Daí iniciou-se um processo de querer emagrecer para ser modelo, ou para ser notada pelos rapazes. O processo durou cerca de um ano. Ela que tinha de início, 79 Kg, faleceu pesando 53 Kg.
     Desde quando notamos que havia algo de errado pela perda rápida de peso e a abstenção quase que completa de alimentação que contivesse açúcar, gordura e massas, nós procuramos um psiquiatra que passou a acompanhá-la. O peso continuava diminuindo. Cerca de dois meses antes dela falecer, notamos que o pouco que comia; cenoura crua, pepino, maçã com adoçante artificial e água, quase que imediatamente ela ia ao banheiro e os devolvia (bulimia). Procuramos novamente o psiquiatra e relatamos a descoberta; o mesmo pediu que a levássemos até ele ainda naquela tarde, pois anorexia com bulimia tornavam as coisas mais difíceis. Nós a levamos ao médico e ele disse que iria interná-la, pois do jeito que estava, não dava para continuar. Ela, muito esperta, e com o pretexto de não faltar às provas do primeiro bimestre do curso de direito que na semana seguinte se iniciariam, propôs que faria tudo que fosse mandado, desde que não se internasse. Assim foi feito; uma nutricionista foi procurada para acompanhar o tratamento e dois remédios foram prescritos: um antidepressivo que ela tomava à noite antes de dormir e, dez injeções de 20 cc que tinha que tomar diariamente, também à noite. Tudo foi feito, até parecia que as coisas estavam entrando nos eixos. A Paula quando retornava da faculdade por volta das 23 horas, se mostrava mais alegre, ia para a cozinha e fazia algo para comer antes de ir para o seu quarto e navegar na internet, que fazia diariamente até por volta das três horas da madrugada.
     Como fazíamos mensalmente, no dia 19 de maio de 1999 a levamos ao laboratório de análises clínicas para fazer exames de sangue. No dia 20, por volta da 13 horas, a minha esposa foi ao laboratório apanhar o resultado dos exames e, pela primeira vez, estava aparecendo uma discreta anemia e o colesterol total estava ligeiramente acima de 200.
     A minha esposa chegou com os exames e foi ao quarto acordá-la para informar que o “regime louco” que ela estava fazendo, já estava começando a dar problemas. A comunicação não foi possível, pois ela já estava desfalecida na sua cama. Nunca mais pudemos desfrutar do privilégio de tê-la ao nosso lado.

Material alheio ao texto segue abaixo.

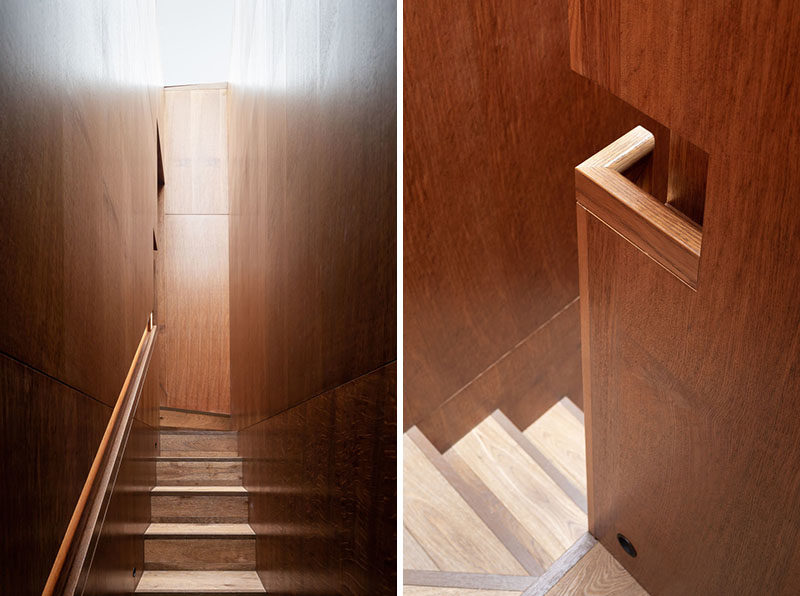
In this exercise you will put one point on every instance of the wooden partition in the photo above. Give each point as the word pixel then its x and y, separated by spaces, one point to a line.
pixel 312 248
pixel 78 203
pixel 195 313
pixel 692 384
pixel 494 123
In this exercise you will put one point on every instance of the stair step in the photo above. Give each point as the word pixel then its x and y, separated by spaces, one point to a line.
pixel 199 442
pixel 197 530
pixel 206 506
pixel 199 471
pixel 194 547
pixel 200 582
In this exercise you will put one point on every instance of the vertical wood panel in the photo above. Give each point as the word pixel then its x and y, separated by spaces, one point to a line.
pixel 312 181
pixel 494 123
pixel 196 283
pixel 703 383
pixel 78 187
pixel 49 434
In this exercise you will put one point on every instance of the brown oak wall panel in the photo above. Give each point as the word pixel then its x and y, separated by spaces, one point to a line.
pixel 705 384
pixel 78 186
pixel 196 346
pixel 195 133
pixel 494 123
pixel 313 200
pixel 322 481
pixel 49 434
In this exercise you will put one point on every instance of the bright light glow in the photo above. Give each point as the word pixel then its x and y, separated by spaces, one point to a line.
pixel 195 40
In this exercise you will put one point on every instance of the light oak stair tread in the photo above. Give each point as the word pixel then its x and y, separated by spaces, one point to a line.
pixel 199 490
pixel 187 453
pixel 200 582
pixel 198 530
pixel 201 459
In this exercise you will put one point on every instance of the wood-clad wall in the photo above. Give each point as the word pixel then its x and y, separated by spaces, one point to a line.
pixel 494 123
pixel 312 147
pixel 195 315
pixel 692 418
pixel 78 112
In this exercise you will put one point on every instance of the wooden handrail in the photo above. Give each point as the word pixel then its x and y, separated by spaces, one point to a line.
pixel 663 234
pixel 68 567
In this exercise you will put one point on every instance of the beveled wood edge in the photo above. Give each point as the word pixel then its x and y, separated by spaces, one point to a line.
pixel 68 566
pixel 657 230
pixel 560 567
pixel 466 580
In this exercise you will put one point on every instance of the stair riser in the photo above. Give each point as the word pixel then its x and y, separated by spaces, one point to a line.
pixel 200 442
pixel 199 509
pixel 194 554
pixel 202 473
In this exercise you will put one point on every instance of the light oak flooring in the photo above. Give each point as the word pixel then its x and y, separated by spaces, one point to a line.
pixel 503 512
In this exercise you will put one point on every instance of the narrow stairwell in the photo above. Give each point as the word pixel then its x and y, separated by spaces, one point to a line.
pixel 199 541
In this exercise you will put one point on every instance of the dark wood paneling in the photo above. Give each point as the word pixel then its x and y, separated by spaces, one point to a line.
pixel 197 344
pixel 78 187
pixel 49 434
pixel 322 481
pixel 313 199
pixel 494 123
pixel 691 396
pixel 525 382
pixel 120 548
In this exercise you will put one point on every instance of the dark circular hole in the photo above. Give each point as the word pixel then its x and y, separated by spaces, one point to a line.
pixel 626 545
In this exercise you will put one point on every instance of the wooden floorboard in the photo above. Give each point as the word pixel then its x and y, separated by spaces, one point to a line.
pixel 564 482
pixel 488 507
pixel 414 556
pixel 559 436
pixel 539 504
pixel 476 581
pixel 596 574
pixel 445 526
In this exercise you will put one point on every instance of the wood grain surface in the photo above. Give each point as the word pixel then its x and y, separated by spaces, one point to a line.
pixel 195 129
pixel 489 245
pixel 447 528
pixel 322 478
pixel 78 187
pixel 197 347
pixel 543 509
pixel 597 574
pixel 691 394
pixel 313 199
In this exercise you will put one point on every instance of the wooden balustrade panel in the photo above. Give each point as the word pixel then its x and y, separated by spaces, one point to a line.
pixel 312 179
pixel 494 123
pixel 691 396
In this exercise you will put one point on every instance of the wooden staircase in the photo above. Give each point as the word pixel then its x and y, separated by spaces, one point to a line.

     Essa história já nos foi relatada por inúmeras jovens ou pais, que pela internet nos falam dos seus problemas com a anorexia e a bulimia. As histórias são sempre semelhantes apesar da distância que nos separam. As jovens sempre são inteligentes, bonitas, sofrem de uma depressão por um motivo qualquer, param de comer quase que por completo, as brigas em casa são constantes, os pais se desesperam, elas sempre têm uma desculpa para mudar de médico; não gostam de falar do problema com ninguém e quando descobrem que comentamos com algum parente ou amigo, viram “fera”.

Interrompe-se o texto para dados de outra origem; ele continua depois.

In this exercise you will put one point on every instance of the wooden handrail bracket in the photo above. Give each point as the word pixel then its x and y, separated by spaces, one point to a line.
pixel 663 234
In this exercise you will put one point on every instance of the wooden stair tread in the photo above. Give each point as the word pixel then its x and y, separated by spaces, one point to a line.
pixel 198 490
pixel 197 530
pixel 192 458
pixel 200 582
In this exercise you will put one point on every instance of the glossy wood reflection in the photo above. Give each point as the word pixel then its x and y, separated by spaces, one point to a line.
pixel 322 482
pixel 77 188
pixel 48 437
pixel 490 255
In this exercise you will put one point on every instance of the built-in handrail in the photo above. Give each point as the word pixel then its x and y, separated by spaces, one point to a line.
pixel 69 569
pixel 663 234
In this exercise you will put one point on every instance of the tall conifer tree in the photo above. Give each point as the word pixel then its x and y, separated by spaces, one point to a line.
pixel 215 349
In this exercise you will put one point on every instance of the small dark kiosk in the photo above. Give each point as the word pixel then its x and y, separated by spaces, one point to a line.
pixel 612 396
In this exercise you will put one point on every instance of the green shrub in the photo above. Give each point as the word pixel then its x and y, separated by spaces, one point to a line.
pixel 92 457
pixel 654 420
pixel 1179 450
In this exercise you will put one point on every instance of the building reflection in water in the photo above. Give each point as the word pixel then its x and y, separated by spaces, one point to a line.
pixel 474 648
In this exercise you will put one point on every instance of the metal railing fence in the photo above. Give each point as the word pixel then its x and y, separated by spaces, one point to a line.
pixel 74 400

     Creio que pudemos resumir um pouco do ocorrido com a nossa filha Paula. Não temos vergonha nenhuma em relatar os fatos para que outras jovens ou pais possam se inteirar da gravidade das doenças. Até pode ser que fomos incompetentes para salvar a nossa filha que tanto amávamos; mas jamais seremos omissos em nos fecharmos dentro da nossa dor e não compartilhar tudo aquilo que aprendemos sobre a anorexia e a bulimia, para as pessoas que hoje passam pelo mesmo problema que passamos.

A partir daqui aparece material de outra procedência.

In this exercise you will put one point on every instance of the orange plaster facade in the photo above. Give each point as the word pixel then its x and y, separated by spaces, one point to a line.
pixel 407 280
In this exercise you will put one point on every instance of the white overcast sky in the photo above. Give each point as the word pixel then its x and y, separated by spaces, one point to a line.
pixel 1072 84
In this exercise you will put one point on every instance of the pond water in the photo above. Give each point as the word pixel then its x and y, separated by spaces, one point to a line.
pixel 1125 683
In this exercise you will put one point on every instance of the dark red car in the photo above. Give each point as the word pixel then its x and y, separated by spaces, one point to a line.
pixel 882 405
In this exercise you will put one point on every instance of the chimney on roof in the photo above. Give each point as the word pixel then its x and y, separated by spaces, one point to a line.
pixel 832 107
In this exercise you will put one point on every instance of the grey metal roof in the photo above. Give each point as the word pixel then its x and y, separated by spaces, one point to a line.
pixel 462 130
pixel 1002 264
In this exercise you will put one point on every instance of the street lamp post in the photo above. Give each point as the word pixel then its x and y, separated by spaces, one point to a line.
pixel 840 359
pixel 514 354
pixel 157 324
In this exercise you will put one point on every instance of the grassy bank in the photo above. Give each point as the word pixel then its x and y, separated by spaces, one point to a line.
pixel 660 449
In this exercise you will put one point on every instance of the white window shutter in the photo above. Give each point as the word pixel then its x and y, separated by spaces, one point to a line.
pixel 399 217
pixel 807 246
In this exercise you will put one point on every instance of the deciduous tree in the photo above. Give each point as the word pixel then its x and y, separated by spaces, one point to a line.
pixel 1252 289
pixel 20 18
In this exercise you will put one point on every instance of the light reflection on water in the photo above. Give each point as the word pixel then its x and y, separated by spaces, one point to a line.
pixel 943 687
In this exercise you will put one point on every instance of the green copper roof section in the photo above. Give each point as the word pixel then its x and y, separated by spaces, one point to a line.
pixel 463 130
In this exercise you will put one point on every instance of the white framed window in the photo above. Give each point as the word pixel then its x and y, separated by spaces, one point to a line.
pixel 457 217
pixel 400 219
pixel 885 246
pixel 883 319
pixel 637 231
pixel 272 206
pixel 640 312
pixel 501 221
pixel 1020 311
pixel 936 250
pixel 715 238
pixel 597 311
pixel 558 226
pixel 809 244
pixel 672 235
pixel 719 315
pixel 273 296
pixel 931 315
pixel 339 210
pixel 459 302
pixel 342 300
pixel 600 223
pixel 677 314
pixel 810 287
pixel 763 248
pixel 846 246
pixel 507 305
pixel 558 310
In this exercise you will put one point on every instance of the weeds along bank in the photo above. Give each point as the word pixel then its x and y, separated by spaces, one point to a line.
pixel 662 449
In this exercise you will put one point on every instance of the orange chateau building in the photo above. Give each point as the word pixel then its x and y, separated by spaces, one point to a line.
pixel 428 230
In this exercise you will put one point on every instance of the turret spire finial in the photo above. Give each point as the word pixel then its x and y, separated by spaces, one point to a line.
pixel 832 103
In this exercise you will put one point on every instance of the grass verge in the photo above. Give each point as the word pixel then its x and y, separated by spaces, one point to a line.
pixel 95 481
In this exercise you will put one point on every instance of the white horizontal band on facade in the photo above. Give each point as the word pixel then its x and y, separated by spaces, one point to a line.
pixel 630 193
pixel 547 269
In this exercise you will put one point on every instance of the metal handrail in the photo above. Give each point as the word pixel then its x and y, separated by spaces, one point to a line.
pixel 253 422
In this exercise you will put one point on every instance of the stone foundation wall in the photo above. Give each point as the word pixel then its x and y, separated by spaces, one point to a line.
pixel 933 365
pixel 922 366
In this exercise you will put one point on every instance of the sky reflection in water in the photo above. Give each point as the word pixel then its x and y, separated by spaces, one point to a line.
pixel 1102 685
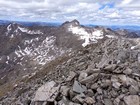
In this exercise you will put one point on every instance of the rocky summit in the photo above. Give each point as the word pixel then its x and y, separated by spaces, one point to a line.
pixel 69 65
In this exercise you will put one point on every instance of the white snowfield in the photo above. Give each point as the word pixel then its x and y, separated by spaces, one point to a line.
pixel 29 31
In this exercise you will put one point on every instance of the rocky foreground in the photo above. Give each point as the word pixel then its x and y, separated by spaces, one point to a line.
pixel 105 73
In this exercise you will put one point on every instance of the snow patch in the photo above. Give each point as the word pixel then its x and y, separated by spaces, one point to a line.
pixel 84 35
pixel 29 31
pixel 110 36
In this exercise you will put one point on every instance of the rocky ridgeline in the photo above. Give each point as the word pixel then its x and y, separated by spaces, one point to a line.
pixel 105 73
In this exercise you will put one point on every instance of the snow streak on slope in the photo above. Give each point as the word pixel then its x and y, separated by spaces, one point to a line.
pixel 41 54
pixel 87 36
pixel 29 31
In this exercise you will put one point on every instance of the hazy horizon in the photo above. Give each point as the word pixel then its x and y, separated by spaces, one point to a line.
pixel 111 12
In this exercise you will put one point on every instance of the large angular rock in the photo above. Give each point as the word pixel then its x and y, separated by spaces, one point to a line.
pixel 92 78
pixel 65 101
pixel 108 102
pixel 71 76
pixel 82 75
pixel 78 88
pixel 132 100
pixel 47 92
pixel 110 67
pixel 89 100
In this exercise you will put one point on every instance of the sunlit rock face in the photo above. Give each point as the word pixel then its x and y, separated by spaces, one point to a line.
pixel 25 49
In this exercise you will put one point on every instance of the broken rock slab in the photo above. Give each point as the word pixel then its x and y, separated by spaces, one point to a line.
pixel 132 100
pixel 71 76
pixel 91 78
pixel 65 101
pixel 47 92
pixel 78 88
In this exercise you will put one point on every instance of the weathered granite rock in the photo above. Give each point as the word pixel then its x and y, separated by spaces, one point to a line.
pixel 47 92
pixel 82 76
pixel 91 78
pixel 110 67
pixel 64 90
pixel 89 100
pixel 78 88
pixel 132 100
pixel 108 102
pixel 71 76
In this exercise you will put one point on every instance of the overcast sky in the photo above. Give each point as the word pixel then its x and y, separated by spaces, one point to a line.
pixel 86 11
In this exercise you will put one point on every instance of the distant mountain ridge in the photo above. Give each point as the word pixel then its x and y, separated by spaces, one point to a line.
pixel 114 27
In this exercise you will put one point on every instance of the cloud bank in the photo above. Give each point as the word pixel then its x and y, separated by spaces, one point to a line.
pixel 120 12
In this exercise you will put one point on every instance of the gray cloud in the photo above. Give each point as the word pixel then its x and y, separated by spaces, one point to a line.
pixel 87 11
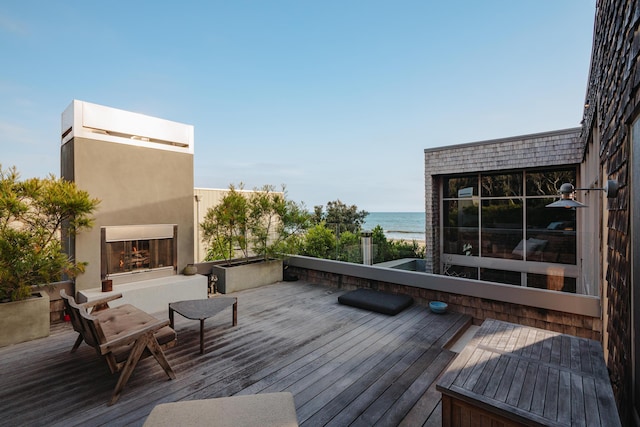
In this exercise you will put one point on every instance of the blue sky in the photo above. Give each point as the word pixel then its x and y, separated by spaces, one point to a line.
pixel 335 99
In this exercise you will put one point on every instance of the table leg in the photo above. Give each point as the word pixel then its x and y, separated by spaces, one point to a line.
pixel 201 336
pixel 235 313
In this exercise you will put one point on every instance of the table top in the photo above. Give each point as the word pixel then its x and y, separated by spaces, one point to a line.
pixel 533 375
pixel 199 309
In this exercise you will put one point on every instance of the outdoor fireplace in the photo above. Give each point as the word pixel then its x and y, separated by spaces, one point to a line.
pixel 130 253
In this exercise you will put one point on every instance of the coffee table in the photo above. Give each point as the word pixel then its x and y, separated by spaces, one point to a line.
pixel 201 309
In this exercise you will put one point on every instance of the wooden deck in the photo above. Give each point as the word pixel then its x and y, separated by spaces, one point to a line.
pixel 344 366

     Se na época tivéssemos as informações de que hoje dispomos, talvez a nossa filha não tivesse falecido e o tratamento seria conduzido de outra forma.
     Cada mensagem que recebemos pedindo informações de como proceder com relação aos seus filhos (as) e o posterior retorno dizendo que já iniciaram o tratamento e os resultados positivos já estão se fazendo sentir, é uma alegria imensa para todos nós; eu, a Ana Lucia e o nosso filho Alexandre.
     Até hoje, creio sermos os únicos pais que admitem ter perdido uma filha ou filho para a anorexia ou para a bulimia; este é o motivo pelo qual estamos sendo procurados por centenas de jovens, pais e órgãos de imprensa do Brasil de diversas partes do Mundo.
     Que Deus acompanhe todos aqueles que possam ter a oportunidade de aprender alguma coisa com estas palavras e possam multiplicar essa corrente de solidariedade contra essas doenças que diariamente vêm vitimando as nossas jovens e estimuladas, talvez por desconhecimento, por grande parte da mídia impressa e televisada.